When I was at the Nebula Awards weekend last month, I was on a panel about dealing with discouragement. While preparing for that panel, I thought a lot about that topic, so I thought I’d share some of the ideas I came up with, only some of which actually made it into the panel discussion.
I think just about every writer deals with discouragement in some form or another, and at every stage of his or her career. When you’re just starting to write, you may be discouraged about being able to find time to write or struggling to get all the way through a book. Later, you may be discouraged about your work being rejected. Once you’re published, you can get discouraged by reviews, by the way the publisher treats your book, by sales figures, by the kind of recognition (or lack thereof) you receive. That’s why it’s important to learn and practice good coping skills so you can turn your discouragement into a positive force.
One thing to know is that it’s okay to be discouraged and even angry. The trick is to channel it in a more positive direction rather than letting it fester and become a negative force on you and your career. Eat chocolate, rant and rave a little, throw a beanbag at the wall, vent to your friends. However, do all this in private. A social media meltdown could come back to bite you. It may be a turnoff to industry professionals who may want to work with you in the future, and you don’t want readers or potential readers to think of you as an angry whiner. That doesn’t mean you have to always be Little Mary Sunshine, but you should probably think about and process your discouragement before expressing it publicly rather than ranting out of pure emotion on a public stage. I would also caution you to not get too physically unhealthy in your emotional coping strategies. A little chocolate or a drink with your writer friends is one thing. Drowning your sorrows in alcohol isn’t going to help matters. You also don’t want to stay angry and bitter without moving forward because that will affect the quality of your work — and your life.
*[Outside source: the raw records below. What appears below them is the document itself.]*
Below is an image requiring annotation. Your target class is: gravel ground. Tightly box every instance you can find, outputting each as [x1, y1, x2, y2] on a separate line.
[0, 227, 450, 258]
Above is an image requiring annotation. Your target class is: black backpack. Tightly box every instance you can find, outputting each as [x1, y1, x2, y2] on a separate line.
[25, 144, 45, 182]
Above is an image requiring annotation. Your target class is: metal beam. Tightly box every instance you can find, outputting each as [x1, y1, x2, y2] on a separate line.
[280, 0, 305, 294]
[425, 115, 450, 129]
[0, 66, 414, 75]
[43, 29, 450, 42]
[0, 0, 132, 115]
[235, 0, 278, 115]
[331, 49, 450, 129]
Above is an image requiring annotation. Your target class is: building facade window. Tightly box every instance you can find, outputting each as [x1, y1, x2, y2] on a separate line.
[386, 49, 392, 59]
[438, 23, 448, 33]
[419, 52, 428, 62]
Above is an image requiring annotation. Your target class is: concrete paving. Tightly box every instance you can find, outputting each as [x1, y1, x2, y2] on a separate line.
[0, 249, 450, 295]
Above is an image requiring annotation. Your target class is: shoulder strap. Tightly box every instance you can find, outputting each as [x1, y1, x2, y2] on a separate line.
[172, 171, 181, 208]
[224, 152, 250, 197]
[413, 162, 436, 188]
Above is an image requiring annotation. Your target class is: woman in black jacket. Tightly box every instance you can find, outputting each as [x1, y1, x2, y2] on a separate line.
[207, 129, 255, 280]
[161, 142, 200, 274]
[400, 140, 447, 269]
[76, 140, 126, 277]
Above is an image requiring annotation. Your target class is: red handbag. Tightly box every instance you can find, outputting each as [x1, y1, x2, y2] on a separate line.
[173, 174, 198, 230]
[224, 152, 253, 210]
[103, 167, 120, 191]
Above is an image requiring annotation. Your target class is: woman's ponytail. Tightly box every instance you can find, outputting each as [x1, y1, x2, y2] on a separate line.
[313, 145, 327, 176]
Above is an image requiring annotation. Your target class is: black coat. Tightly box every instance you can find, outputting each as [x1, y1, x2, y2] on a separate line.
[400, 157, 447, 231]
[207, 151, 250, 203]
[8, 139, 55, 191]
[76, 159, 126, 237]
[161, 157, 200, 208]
Once you have the raw emotion out of your system, you can get more analytical. What, exactly, is it that’s discouraging you? Write it down and try to get to the core of it — I’m struggling with the middle of the book, which feels boring; I can’t seem to get beyond the form rejection stage; my publisher did absolutely no publicity for my last book, then blamed me for the bad sales; I’m getting horrible reviews.
Now identify the factors that you can control and do something about. You can’t change what publishers do, what reviewers say, how agents perceive your work. But you can change what you write, how you write, how much you write, what professional activities you participate in, how you promote yourself, etc. So, for example, if you’re getting nothing but form rejections, you can try writing something different — maybe there’s not much of a market for what you write — or taking some workshops to try to improve your writing. You can get into a critique group or find a critique partner to get some feedback on your work and see if you can identify what might not be catching editors’ or agents’ attention. You can go to conferences to network with people, maybe get some face-to-face pitch sessions so that you can get some up-front feedback if it’s what you’re writing that’s being rejected, or you may get a more personalized response that identifies what it is in your writing that isn’t working. Develop a plan based on things you can control and do something about to address the source of your discouragement. Set goals and targets that you can measure, and keep track of your progress. That not only puts you on a path to correcting things, it makes you feel more empowered, which makes you feel less discouraged.
Unfortunately, there are still a lot of things you can’t control, and that becomes more true the higher you go up the career ladder. You can’t make publishers decide that yours is the book they want to promote, you can’t make reviewers review your work and like it if they do review it, you can’t make your book get nominated for or win awards, you can’t make readers buy your book and tell others about it. How do you deal with it if the source of your discouragement is something you can’t control? I think this is where positive anger comes into play. That’s using anger as a motivation to persist and improve. Even at this level, the things you control are still the same. It just may take a lot more work to get enough change to make a difference, and it will take a lot of motivation to power through. If you’re not getting a push from publishers, what it takes to get it is a book that makes everyone in the publisher excited about its potential, or else a track record of steadily rising sales that makes the publisher feel like this can be the book that breaks out. That means working hard to find the right concept, executing it brilliantly, maybe some networking to build support and establishing a professional reputation. That’s possibly even more difficult than writing a first book, and you’re going to need all your righteous anger to fuel you and remind you that you need something too awesome to be ignored. It may help to have a motivational mental image. I’ve joked about what I’ll demand when I ride into New York at the head of my conquering army, with maybe a few dragons circling overhead, but that mental image does spur me to get back to work when I’m ready to settle for “good enough.”
I think the worst way to handle discouragement is to focus on the things you can’t control without having any kind of plan in place to deal with the things you can control. Then you just have that free-ranging disappointment and anger, that sense that the world is out to get you. I find that it really helps to dig into what’s causing the problem I’m having and what I can do about it, then focus my thoughts and efforts on what I can control.